Quick definition: Fee design is part of risk: forced execution costs can reduce your liquidation distance, and rebates can attract toxic flow that degrades fills.
Why it matters: Liquidation is a path, not a single event. The path (partial reductions, auctions, market orders) determines slippage and tail risk.
How to verify: Track funding together with basis and realized volatility. The combination is a better crowding signal than any single metric. Example: a temporary rate-limit tightening can cause missed exits and worse fills even without a dramatic price crash. Prefer smaller order slices before changing leverage. Size reductions often cut slippage more than a leverage tweak.
Practical habit: Pitfall: ignoring fees and funding in liquidation math. The platform can close you earlier than your stop-loss plan expects.
In Aivora notes, transparency beats cleverness when markets get loud. This is educational content about mechanics, not financial advice.
Quick definition: Fee design is part of risk: forced execution costs can reduce your liquidation distance, and rebates can attract toxic flow that degrades fills.
Why it matters: Liquidation is a path, not a single event. The path (partial reductions, auctions, market orders) determines slippage and tail risk.
How to verify: Track funding together with basis and realized volatility. The combination is a better crowding signal than any single metric.
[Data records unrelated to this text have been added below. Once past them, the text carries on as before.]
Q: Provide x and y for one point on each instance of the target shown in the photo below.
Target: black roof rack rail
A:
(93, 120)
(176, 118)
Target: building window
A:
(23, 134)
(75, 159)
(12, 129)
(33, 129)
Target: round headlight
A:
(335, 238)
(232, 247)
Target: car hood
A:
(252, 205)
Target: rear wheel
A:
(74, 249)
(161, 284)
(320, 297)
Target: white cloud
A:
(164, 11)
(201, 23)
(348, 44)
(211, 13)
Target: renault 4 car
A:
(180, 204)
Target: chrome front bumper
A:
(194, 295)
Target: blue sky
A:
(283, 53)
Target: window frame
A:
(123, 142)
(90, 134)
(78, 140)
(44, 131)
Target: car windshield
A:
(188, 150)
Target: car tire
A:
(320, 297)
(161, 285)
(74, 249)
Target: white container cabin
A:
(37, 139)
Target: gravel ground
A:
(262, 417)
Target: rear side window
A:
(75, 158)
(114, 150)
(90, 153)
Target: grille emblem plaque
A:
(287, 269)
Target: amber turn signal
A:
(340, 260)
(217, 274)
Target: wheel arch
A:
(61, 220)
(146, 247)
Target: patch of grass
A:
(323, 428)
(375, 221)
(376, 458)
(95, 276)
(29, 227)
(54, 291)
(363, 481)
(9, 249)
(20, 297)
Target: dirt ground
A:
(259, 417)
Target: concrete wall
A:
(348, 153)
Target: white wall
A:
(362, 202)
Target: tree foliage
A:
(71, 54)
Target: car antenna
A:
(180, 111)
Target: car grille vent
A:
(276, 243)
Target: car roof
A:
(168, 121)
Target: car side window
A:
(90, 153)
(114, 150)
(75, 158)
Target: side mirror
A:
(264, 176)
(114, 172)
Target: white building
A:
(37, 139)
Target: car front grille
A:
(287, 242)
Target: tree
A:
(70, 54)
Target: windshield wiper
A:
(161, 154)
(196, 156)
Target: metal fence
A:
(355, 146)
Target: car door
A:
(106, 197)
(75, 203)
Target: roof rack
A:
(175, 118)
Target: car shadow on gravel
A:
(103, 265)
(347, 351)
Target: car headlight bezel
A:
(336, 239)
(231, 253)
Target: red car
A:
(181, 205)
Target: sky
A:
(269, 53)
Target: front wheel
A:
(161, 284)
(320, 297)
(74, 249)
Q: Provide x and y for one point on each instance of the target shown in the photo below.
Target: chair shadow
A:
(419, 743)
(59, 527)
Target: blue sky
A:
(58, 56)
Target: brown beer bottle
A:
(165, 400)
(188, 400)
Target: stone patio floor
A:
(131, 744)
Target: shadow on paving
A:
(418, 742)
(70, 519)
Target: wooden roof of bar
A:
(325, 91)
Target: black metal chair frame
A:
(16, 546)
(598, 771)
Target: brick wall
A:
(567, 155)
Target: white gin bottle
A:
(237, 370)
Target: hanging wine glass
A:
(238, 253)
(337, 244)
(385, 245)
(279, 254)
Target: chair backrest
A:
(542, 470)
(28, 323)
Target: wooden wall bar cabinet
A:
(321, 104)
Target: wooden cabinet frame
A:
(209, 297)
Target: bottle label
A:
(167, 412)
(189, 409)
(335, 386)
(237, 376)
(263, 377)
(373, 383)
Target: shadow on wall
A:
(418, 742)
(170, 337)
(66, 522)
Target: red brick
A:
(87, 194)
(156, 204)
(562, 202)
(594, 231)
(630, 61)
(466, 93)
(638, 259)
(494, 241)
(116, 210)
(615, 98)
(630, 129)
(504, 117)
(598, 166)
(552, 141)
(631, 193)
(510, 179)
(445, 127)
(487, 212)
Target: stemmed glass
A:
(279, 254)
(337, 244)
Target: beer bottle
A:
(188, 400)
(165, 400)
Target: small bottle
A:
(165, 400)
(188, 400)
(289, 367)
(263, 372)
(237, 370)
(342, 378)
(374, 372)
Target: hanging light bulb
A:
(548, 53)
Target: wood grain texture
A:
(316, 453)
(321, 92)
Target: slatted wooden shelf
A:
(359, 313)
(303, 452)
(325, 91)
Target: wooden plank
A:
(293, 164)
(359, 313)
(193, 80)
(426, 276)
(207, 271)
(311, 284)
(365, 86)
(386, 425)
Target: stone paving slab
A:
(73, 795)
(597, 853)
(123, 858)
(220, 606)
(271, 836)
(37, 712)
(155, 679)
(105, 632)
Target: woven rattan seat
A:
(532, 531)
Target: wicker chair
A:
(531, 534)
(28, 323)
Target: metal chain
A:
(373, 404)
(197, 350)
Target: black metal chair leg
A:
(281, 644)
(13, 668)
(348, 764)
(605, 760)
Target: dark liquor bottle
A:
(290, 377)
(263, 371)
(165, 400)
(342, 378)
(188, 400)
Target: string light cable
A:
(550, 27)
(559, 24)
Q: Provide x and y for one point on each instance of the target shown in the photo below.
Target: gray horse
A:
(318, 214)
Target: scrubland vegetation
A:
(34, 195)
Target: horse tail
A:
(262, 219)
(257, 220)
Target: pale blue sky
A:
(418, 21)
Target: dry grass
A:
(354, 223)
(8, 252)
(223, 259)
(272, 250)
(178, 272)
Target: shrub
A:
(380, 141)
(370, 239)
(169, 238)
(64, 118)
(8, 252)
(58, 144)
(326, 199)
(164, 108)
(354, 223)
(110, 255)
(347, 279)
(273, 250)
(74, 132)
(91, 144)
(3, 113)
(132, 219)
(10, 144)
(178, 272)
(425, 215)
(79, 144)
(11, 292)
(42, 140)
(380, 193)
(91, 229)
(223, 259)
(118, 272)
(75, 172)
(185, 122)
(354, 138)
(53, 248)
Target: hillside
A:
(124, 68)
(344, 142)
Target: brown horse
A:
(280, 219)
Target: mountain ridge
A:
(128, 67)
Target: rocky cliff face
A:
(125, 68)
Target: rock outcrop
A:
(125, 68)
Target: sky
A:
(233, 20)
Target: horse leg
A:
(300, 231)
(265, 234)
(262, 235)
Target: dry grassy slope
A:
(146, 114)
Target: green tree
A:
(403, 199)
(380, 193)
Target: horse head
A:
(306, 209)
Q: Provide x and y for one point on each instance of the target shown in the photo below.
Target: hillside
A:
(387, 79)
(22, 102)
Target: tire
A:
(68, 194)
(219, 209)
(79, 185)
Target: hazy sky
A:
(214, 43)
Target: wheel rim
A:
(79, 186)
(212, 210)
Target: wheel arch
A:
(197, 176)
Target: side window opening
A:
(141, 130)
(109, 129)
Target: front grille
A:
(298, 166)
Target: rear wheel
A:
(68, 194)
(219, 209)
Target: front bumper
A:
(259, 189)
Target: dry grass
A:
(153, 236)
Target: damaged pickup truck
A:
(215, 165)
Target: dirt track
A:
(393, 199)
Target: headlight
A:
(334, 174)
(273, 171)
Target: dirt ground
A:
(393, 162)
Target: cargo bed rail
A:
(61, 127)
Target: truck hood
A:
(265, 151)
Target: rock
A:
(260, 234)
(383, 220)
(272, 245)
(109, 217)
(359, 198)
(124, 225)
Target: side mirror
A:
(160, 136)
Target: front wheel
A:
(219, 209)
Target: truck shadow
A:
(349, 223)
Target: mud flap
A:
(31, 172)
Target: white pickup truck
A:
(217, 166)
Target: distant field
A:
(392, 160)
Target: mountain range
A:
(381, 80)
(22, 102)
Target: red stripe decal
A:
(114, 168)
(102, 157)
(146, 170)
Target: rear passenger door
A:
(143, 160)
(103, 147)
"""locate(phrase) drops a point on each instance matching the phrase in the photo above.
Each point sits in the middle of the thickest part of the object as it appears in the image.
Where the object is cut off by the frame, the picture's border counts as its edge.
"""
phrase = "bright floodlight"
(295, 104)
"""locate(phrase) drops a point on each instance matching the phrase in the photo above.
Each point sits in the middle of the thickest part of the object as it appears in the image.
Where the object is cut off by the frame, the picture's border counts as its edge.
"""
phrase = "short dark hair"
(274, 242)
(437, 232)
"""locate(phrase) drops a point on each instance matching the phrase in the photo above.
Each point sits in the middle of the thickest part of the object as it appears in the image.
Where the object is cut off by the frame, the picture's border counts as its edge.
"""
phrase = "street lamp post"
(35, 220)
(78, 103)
Example: a temporary rate-limit tightening can cause missed exits and worse fills even without a dramatic price crash. Prefer smaller order slices before changing leverage. Size reductions often cut slippage more than a leverage tweak.
Practical habit: Pitfall: ignoring fees and funding in liquidation math. The platform can close you earlier than your stop-loss plan expects.
In Aivora notes, transparency beats cleverness when markets get loud. This is educational content about mechanics, not financial advice.
Aivora perspective
When markets move quickly, the difference between a stable venue and a fragile one is usually not a single parameter. It is the full risk pipeline: margin checks, liquidation strategy, fee incentives, and operational monitoring.
If you trade perps
Track funding and realized volatility together. Funding tends to amplify crowded positioning.
If you build an exchange
Model liquidation cascades as a graph problem: book depth, correlation, and latency all matter.
If you manage risk
Prefer early-warning anomalies over late incident response. Drift is a signal, not noise.
Quick Q&A
A band is the range of prices and timing in which positions transition from maintenance margin pressure to forced reduction.
Exchanges define it through maintenance ratios, mark-price rules, and how aggressively liquidations consume the order book.
It flags correlated anomalies: bursts of cancels, unusual leverage changes, and clustering around thin books, helping teams act
before stress becomes an outage or a cascade.
No. This site is educational and system-focused. You are responsible for decisions and risk management.